Her volunteer stint in Bangladesh (East Pakistan then) proved to be a determining influence on her career. Returning as a staff nurse to the Experiment in International Living in Vermont where PCVs were trained, she segued back to San Francisco’s Mt. Zion Hospital, and finally taught Nursing at Arizona State University.
College vision met up with CARE International in 1973, and 17 years of Cyndy’s life journey got gobbled up at crossroads of global conflicts and crises. Before the Talibans required veils of its women, Cyndy was in the streets of Kabul, then with Kampuchean refugees in Thailand and the elevated villages of Nepal before human trafficking became a celebrated homeland security cause.
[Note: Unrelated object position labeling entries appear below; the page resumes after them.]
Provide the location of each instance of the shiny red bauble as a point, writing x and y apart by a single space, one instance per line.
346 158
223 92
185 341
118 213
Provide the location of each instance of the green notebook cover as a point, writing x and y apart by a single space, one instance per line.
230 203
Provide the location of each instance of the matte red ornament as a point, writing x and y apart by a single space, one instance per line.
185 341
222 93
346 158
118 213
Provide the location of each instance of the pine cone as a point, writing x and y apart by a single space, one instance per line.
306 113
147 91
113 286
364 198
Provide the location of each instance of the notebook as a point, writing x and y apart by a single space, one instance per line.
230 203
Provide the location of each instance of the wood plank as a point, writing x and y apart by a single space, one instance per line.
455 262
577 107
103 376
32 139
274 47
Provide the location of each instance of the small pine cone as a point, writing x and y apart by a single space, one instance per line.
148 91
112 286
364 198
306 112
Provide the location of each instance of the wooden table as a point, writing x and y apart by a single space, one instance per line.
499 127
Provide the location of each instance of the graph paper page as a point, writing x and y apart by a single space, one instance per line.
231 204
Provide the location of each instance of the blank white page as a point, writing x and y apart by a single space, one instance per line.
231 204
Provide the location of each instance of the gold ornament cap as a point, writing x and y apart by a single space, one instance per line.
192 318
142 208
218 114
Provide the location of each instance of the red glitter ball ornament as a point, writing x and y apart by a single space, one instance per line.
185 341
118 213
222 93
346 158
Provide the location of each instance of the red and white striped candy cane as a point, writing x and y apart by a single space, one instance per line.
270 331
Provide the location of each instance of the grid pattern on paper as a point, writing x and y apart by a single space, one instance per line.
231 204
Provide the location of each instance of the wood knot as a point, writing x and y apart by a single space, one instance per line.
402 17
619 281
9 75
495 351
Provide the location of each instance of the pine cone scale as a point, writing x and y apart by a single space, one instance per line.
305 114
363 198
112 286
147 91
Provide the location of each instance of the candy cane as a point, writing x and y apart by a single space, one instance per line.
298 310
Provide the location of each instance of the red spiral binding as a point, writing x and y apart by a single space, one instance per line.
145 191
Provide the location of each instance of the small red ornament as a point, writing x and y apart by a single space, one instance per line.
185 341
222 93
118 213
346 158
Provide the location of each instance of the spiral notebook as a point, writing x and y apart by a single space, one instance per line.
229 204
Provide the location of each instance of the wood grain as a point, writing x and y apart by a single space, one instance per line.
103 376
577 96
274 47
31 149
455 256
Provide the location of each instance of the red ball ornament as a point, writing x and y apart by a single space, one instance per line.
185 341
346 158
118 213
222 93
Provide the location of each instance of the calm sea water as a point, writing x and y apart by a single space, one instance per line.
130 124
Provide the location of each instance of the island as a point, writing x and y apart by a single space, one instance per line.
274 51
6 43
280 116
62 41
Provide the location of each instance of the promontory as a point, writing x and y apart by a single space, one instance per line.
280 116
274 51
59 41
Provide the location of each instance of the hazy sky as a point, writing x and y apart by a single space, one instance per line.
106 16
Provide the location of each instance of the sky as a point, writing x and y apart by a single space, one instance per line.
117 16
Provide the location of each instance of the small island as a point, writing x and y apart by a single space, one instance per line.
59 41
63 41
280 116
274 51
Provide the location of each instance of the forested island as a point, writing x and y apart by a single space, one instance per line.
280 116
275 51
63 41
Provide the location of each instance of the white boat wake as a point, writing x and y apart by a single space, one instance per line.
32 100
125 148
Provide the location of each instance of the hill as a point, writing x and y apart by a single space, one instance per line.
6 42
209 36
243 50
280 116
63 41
Another pit stop in Bangladesh led to Sudan before the Darfur genocide, but shortly after Idi Amin was removed from Uganda where she saw boys stood inches taller than their Kalashnikovs. Back to Kalkuta’s neighbor to the east, WHO entered Cyndy’s resumé, and a 4-year service with the Aga Khan Foundation in West Pakistan ensued. Soon she was elbowing her diminutive frame among the former USSR Kasakhs in Kulsary near the Caspian, and then executed another run to the south of Sudan before getting back to America’s ribbon of highways.
This L.A.-born lass would not quit. Chamolinia called in 1997, and this May, NMC, the Saipan Immanuel UMC, and other NGOs will thank her and bid her their respective adios. As silent water runs deep in the Marianas Trench, Cyndy Tice quietly but dependably ran the gamut of girls’ scouting to ecumenical relations, walkathons to diabetes detection. The College of Wooster’s pride became our own, and while she will be missed, a lot of her remains behind.